Aaron Krach Enough #1 2006 R-print 8.75" x 13.25" [view of installation]
Aaron Krach You Can Make It Here 2006 neon on Plexiglas mirror 24" x 61.25" [view of installation, with reflected viewers]
Aaron Krach United Nations Gift Shop 2006 digital C-print mounted on Plexiglas 14.25" x 19.25" [detail view of installation]
Aaron Krach Performance #1 2006 DVD [still from video installation]
How much longer will we be able to [heart] NY?
What does New York mean to young artists today? Many of us who love the rich and raw exuberance of the creativity which brought us or kept us here are now very concerned about the future of [all of] the arts in a city which seems increasingly unable to accomodate those who don't already have, well . . . money.
But maybe all most of us can do is continue to wonder at the things that still make us [heart] NY.

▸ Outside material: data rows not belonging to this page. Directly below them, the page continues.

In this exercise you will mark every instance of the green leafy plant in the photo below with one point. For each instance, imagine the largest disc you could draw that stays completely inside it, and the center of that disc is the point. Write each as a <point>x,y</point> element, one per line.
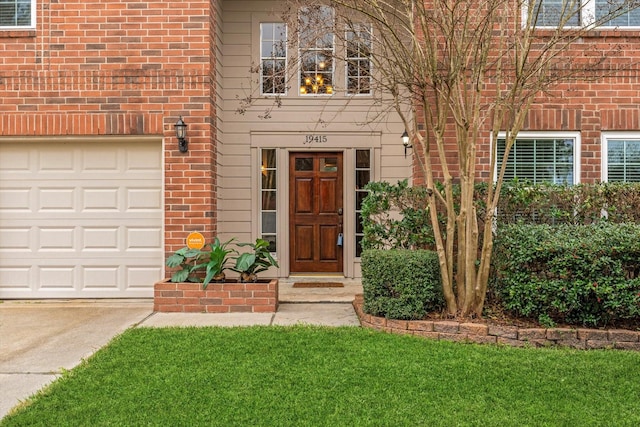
<point>580,275</point>
<point>249,264</point>
<point>401,284</point>
<point>219,255</point>
<point>188,261</point>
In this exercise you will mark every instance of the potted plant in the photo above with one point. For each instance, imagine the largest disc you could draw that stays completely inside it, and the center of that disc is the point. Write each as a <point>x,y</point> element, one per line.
<point>194,261</point>
<point>249,264</point>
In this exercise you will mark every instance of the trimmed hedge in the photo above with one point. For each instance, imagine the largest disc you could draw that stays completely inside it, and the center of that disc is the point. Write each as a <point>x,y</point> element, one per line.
<point>401,284</point>
<point>582,275</point>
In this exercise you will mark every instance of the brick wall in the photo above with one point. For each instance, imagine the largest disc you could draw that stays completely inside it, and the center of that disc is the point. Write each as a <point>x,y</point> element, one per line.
<point>603,99</point>
<point>230,297</point>
<point>121,67</point>
<point>480,333</point>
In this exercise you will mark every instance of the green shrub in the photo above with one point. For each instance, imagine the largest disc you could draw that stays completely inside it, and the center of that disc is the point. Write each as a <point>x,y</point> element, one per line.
<point>588,274</point>
<point>401,284</point>
<point>396,217</point>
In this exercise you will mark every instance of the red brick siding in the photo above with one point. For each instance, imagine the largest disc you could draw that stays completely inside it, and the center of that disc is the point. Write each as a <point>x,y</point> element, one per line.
<point>588,106</point>
<point>261,297</point>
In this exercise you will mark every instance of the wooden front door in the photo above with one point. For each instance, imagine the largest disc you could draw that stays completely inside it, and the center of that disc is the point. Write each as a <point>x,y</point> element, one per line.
<point>315,212</point>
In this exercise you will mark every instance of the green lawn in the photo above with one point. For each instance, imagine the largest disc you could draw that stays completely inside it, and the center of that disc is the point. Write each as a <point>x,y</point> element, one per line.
<point>308,376</point>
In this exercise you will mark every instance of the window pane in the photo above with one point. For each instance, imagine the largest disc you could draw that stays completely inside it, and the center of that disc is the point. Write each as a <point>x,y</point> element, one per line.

Aaron Krach's beautiful exhibition in multiple media at DCKT Contemporary isn't ordered to address the real estate problem directly, but it does remind us, with sensitivity and great beauty, of some of the ordinary delights and extraordinary serendipities which have always inspired the neighbors we would miss the most if Luxurycondoland proves triumphant in the end.
From the gallery press release:
Aaron Krach stakes a claim to a piece of the rich and varied history of artists inspired by New York City. "My new work fits somewhere between late, jazzy Piet Mondrian and early, East Village Madonna," says Krach. "It's a genuine but perhaps futile attempt to capture the beauty of Manhattan streets and the sex appeal of pure, unadulterated pop culture."Watch for larger or smaller bits of Krach's posters featuring bunches of fake flowers on billboards all around the city, starting with the outside west wall of the gallery building itself.
Works in the exhibition include photographs of new and discarded consumer goods as well as the artist's own sculptures comprised of commercially manufactured objects. The raw materials of Krach's art are the overlooked and underappreciated parts of the cityscape-wheat-pasted advertising, steam that billows up from under the streets, and discarded kitsch.